Siegrist David, Pavlin J
Potomac Institute for Policy Studies, 901 N. Stuart Street, Suite 200, Arlington, Virginia 22203, USA.
MMWR Suppl. 2004 Sep 24;53:152-8.
Early detection of disease outbreaks by a medical biosurveillance system relies on two major components: 1) the contribution of early and reliable data sources and 2) the sensitivity, specificity, and timeliness of biosurveillance detection algorithms. This paper describes an effort to assess leading detection algorithms by arranging a common challenge problem and providing a common data set.
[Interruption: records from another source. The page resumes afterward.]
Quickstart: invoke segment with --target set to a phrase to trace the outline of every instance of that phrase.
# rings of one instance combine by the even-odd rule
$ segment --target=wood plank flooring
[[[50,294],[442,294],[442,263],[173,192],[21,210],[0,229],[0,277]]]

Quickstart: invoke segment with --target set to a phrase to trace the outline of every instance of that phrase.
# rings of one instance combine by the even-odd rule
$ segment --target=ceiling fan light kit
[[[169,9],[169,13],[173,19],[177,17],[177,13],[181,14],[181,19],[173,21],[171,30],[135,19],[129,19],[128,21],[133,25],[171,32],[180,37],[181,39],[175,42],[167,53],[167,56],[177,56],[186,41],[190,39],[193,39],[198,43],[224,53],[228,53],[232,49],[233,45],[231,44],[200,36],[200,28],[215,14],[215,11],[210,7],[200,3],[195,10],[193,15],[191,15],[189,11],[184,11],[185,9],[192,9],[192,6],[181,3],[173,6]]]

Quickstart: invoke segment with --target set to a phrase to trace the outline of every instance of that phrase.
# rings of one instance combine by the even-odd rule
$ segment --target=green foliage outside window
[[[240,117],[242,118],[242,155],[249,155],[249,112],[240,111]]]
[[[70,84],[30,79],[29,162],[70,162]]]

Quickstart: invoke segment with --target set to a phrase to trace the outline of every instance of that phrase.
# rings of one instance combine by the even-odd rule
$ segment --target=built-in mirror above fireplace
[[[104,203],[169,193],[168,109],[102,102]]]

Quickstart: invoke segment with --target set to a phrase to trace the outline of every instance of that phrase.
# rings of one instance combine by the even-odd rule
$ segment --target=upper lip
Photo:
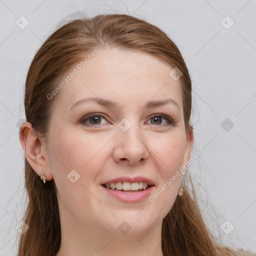
[[[102,184],[110,184],[110,183],[116,183],[117,182],[127,182],[130,183],[134,183],[136,182],[143,182],[146,183],[150,186],[154,186],[154,182],[148,178],[142,177],[142,176],[138,176],[137,177],[120,177],[118,178],[113,178],[112,180],[109,180],[104,182]]]

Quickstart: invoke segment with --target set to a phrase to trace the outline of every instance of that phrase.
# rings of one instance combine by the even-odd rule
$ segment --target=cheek
[[[184,164],[186,140],[182,134],[176,133],[163,136],[157,140],[152,140],[151,142],[151,146],[148,147],[152,148],[153,153],[157,156],[158,172],[162,178],[168,179]]]
[[[66,136],[65,134],[68,134]],[[67,182],[67,178],[72,172],[77,175],[78,184],[93,186],[96,176],[104,166],[102,161],[102,148],[107,142],[99,140],[98,136],[92,134],[80,136],[70,136],[70,132],[62,131],[58,134],[53,134],[50,146],[50,168],[54,180],[62,186]]]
The objectives of this study were to determine whether automated detection algorithms can reliably and quickly identify the onset of natural disease outbreaks that are surrogates for possible terrorist pathogen releases, and do so at acceptable false-alert rates (e.g., once every 2-6 weeks).
Historic de-identified data were obtained from five metropolitan areas over 23 months; these data included International Classification of Diseases, Ninth Revision (ICD-9) codes related to respiratory and gastrointestinal illness syndromes. An outbreak detection group identified and labeled two natural disease outbreaks in these data and provided them to analysts for training of detection algorithms. All outbreaks in the remaining test data were identified but not revealed to the detection groups until after their analyses. The algorithms established a probability of outbreak for each day's counts. The probability of outbreak was assessed as an "actual" alert for different false-alert rates.
The best algorithms were able to detect all of the outbreaks at false-alert rates of one every 2-6 weeks. They were often able to detect for the same day human investigators had identified as the true start of the outbreak.
Because minimal data exists for an actual biologic attack, determining how quickly an algorithm might detect such an attack is difficult. However, application of these algorithms in combination with other data-analysis methods to historic outbreak data indicates that biosurveillance techniques for analyzing syndrome counts can rapidly detect seasonal respiratory and gastrointestinal illness outbreaks. Further research is needed to assess the value of electronic data sources for predictive detection. In addition, simulations need to be developed and implemented to better characterize the size and type of biologic attack that can be detected by current methods by challenging them under different projected operational conditions.
医疗生物监测系统对疾病爆发的早期检测依赖于两个主要组成部分:1)早期且可靠的数据来源的贡献,以及2)生物监测检测算法的敏感性、特异性和及时性。本文描述了通过安排一个常见的挑战问题并提供一个通用数据集来评估领先检测算法的工作。
本研究的目标是确定自动化检测算法是否能够可靠且快速地识别作为可能的恐怖病原体释放替代物的自然疾病爆发的开始,并以可接受的误报率(例如,每2 - 6周一次)做到这一点。
从五个大都市地区在23个月内获取了去识别化的历史数据;这些数据包括与呼吸道和胃肠道疾病综合征相关的国际疾病分类第九版(ICD - 9)编码。一个爆发检测小组在这些数据中识别并标记了两起自然疾病爆发,并将它们提供给分析人员用于检测算法的训练。其余测试数据中的所有爆发都被识别出来,但在分析完成之前不会向检测小组透露。算法为每天的计数建立爆发概率。爆发概率被评估为针对不同误报率的“实际”警报。
最佳算法能够以每2 - 6周一次的误报率检测到所有爆发。它们通常能够在人类调查人员确定为爆发真正开始的同一天检测到。
由于实际生物攻击的可用数据极少,很难确定算法能多快检测到这种攻击。然而,将这些算法与其他数据分析方法结合应用于历史爆发数据表明,用于分析综合征计数的生物监测技术可以快速检测季节性呼吸道和胃肠道疾病爆发。需要进一步研究来评估电子数据源在预测检测方面的价值。此外,需要开发并实施模拟,以通过在不同预计运行条件下对当前方法进行挑战,更好地描述当前方法能够检测到的生物攻击的规模和类型。